1. Dünya savaşıyla birlikte “Yalnızcılık” doktrininden sıyrılıp uluslararası sisteme entegre olan ABD’nin güç pergeli çıkarıldığında “askeri, ekonomik ve ilkeler/değerler sistemi” diye bir sıralamanın yapıldığı görülmektedir. “Willson ilkeleri” olarak bilinen 14 maddelik taslak ile ABD, tüm dünyaya liberal, özgürlükçe ve demokrat retorikle üstünlük taslamaya başlamıştır.
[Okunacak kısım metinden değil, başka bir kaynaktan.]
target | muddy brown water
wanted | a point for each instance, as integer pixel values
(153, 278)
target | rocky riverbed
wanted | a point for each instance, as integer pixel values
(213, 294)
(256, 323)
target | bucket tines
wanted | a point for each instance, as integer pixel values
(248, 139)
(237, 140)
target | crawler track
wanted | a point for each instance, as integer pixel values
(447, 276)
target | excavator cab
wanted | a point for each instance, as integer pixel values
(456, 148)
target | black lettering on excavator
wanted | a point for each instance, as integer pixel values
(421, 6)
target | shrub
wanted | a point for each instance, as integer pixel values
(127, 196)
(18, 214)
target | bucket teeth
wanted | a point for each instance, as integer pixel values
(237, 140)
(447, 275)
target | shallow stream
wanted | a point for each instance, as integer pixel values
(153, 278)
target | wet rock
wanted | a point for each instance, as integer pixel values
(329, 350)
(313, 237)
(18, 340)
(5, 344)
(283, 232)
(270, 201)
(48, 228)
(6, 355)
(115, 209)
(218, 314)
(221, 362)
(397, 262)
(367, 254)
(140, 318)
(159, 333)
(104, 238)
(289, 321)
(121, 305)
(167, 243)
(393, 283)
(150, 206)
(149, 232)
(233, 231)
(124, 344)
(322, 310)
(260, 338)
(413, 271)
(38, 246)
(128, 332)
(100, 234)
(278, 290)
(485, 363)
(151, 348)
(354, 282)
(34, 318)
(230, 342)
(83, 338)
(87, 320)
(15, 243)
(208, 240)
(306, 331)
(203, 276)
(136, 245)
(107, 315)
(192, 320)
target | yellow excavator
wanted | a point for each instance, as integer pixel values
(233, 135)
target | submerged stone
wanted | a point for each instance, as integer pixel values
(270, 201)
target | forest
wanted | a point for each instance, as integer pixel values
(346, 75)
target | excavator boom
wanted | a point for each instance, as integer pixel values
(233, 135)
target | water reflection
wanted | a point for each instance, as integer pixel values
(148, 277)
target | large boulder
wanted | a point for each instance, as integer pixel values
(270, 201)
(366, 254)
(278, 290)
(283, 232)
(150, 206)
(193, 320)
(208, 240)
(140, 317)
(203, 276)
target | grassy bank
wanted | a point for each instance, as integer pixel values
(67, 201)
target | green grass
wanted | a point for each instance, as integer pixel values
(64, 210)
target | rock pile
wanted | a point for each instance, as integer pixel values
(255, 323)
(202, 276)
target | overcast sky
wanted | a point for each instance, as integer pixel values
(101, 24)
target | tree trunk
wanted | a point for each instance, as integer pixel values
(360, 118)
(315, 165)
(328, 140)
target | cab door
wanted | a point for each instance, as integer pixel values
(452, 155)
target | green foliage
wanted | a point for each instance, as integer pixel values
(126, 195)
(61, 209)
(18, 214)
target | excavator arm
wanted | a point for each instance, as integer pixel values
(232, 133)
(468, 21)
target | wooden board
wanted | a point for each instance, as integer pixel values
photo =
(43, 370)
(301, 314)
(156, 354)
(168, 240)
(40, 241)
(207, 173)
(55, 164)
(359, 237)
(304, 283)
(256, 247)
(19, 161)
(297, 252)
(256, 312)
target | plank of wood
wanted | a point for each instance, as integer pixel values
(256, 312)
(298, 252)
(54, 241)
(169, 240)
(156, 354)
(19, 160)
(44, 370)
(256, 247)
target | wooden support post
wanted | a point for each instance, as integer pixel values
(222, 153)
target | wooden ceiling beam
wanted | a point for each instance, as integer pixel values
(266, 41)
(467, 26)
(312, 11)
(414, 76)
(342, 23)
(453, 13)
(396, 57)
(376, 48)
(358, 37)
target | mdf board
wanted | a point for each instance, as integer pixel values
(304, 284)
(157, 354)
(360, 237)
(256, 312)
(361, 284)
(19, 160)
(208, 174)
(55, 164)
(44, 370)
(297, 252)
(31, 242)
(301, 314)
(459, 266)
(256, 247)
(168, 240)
Bunun gerisi malum: “medeniyet götürme, barbar toplumları demokratikleştirme…” gibi söylemlerin ardına gizlenmiş emperyal dönüştürme hareketleridir.
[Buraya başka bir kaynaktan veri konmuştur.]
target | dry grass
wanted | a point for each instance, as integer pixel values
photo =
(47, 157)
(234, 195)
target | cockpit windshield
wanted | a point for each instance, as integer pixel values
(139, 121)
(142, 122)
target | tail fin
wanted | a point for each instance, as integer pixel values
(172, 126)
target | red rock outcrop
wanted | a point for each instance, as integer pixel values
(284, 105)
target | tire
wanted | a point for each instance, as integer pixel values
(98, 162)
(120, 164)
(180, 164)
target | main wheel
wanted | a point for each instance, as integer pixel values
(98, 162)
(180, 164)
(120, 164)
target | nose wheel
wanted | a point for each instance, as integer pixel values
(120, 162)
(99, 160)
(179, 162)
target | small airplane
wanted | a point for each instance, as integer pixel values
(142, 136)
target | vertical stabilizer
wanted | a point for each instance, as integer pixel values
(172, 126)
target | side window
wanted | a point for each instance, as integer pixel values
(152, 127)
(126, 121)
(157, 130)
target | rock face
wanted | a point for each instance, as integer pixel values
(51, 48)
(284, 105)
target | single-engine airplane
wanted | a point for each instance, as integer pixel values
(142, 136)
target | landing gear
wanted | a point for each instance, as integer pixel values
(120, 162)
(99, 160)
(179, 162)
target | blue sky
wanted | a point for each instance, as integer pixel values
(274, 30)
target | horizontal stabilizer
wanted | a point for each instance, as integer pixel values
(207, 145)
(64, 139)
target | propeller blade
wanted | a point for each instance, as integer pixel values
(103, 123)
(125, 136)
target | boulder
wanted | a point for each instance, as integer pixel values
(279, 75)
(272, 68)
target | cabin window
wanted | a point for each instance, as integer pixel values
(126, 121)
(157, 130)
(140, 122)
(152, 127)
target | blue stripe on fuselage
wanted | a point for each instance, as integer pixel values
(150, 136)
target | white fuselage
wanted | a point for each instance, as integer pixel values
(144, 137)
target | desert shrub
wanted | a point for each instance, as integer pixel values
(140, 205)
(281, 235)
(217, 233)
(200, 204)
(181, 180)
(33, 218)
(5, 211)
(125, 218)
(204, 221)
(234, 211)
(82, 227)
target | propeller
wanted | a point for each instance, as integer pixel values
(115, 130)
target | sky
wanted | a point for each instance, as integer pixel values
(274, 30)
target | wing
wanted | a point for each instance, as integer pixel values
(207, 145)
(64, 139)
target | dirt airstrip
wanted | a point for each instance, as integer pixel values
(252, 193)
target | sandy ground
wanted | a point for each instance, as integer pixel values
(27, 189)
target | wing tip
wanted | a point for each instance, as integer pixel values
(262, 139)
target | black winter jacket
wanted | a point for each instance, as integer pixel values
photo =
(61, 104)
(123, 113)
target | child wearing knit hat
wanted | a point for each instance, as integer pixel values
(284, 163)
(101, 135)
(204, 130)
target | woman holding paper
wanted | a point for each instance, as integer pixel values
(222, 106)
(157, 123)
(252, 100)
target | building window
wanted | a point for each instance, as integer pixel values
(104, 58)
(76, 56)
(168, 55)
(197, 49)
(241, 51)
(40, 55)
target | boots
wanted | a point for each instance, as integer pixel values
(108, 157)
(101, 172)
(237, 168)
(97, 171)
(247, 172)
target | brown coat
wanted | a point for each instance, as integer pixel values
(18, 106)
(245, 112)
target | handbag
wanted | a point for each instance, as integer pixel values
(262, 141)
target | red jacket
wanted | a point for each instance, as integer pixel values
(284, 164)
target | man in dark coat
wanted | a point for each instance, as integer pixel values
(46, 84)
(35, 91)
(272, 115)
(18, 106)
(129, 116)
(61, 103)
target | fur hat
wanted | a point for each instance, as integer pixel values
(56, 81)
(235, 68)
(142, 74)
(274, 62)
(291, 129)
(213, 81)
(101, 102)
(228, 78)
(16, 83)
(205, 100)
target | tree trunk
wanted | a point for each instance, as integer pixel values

Başını ABD’nin çektiği Batı Bloğu bu ilkeler(!) ışığında 14 Mayıs 1948’de Filistinlilere ait olan topraklar üzerinde bir oldubittiyle azınlık olan yabancı bir demografik unsura (Yahudilere) israil devletini hediye olarak sundular. Evrensel hukukun hiçbir normunda kabul görmeyecek olan bu gasp ve hırsızlık vakasını “Güçlü olan haklıdır(!)” diyen Yankee’lerin anlayışıyla tüm dünyaya kabul ettirdiler.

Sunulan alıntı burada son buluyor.